Localization of AHK2-Myc in fractionated membranes from Arabidopsis seedlings expressing P_AHK2:AHK2-Myc. A, Aqueous two-phase partitioning of microsomes from 6-d-old seedlings. Equal amounts of protein from upper (U3) and lower (L3) phases were separated by SDS-PAGE and subjected to immunoblot analysis with antibodies specific for Myc, H⁺-ATPase (PM), and BiP2 (ER).

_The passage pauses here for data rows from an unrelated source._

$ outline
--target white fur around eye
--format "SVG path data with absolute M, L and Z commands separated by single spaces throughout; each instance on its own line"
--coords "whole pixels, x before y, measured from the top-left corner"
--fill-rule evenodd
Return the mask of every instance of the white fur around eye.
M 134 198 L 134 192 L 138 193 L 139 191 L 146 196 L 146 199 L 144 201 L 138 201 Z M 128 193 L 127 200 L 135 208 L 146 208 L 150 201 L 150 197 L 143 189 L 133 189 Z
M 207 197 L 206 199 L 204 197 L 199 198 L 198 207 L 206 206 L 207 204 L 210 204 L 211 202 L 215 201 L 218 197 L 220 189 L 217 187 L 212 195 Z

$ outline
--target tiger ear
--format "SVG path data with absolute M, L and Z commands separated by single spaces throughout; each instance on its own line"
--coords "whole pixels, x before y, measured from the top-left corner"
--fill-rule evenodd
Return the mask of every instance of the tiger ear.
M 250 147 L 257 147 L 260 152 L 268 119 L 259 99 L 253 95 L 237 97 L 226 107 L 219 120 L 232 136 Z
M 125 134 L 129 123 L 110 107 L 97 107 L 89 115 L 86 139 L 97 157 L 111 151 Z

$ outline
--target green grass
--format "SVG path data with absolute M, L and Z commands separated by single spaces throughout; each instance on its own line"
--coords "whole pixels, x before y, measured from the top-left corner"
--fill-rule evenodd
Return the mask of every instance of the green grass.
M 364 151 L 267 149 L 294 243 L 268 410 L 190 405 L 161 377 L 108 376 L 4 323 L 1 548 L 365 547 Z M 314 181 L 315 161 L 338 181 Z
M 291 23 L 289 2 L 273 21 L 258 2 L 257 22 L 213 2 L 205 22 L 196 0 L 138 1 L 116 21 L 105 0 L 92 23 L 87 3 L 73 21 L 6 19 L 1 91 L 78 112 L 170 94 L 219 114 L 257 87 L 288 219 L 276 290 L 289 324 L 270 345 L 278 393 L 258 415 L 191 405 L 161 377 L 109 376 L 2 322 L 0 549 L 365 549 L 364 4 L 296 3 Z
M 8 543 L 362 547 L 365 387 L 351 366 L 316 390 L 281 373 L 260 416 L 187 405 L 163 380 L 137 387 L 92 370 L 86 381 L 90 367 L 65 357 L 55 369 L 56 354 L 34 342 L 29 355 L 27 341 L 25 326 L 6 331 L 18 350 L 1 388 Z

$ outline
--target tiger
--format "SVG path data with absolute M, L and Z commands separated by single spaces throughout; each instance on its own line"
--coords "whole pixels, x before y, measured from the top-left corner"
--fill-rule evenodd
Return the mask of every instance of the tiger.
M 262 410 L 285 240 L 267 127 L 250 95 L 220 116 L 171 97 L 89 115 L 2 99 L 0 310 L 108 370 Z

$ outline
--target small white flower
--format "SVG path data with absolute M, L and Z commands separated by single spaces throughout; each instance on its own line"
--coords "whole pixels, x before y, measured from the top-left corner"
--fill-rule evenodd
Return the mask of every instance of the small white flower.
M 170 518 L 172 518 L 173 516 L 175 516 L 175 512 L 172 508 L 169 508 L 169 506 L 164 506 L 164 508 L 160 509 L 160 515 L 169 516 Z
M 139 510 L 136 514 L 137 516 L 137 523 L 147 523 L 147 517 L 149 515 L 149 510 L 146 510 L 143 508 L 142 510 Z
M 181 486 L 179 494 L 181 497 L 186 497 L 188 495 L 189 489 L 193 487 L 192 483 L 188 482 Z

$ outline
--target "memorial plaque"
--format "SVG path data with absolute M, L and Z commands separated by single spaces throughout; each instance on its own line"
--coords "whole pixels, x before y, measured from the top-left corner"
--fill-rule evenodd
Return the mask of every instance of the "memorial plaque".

B, Microsomal membranes from shoots of 18-d-old plants were fractionated on linear 20% to 50% (w/w) Suc gradients in the presence of Mg²⁺ (+) to stabilize ribosomes at the ER or in the absence of Mg²⁺ (−) to dissociate ribosomes from the ER. Samples (50–100 μL) of each fraction were analyzed by immunoblot using antibodies specific for Myc, H⁺-ATPase, BiP2, V-ATPase (Vac, vacuole membrane marker), Arf1 (Golgi, trans-Golgi network marker), and COXII (Mito, mitochondria marker). Latent UDPase activity was used as an enzymatic marker for the Golgi apparatus, and chlorophyll was used to localize thylakoid membranes. In both cases, the highest measured enzyme activity (A₆₅₀) and chlorophyll content (A₆₅₂) were set at 100%. S, Free soluble BiP2, which has been released during processing and remains at the top of the gradient.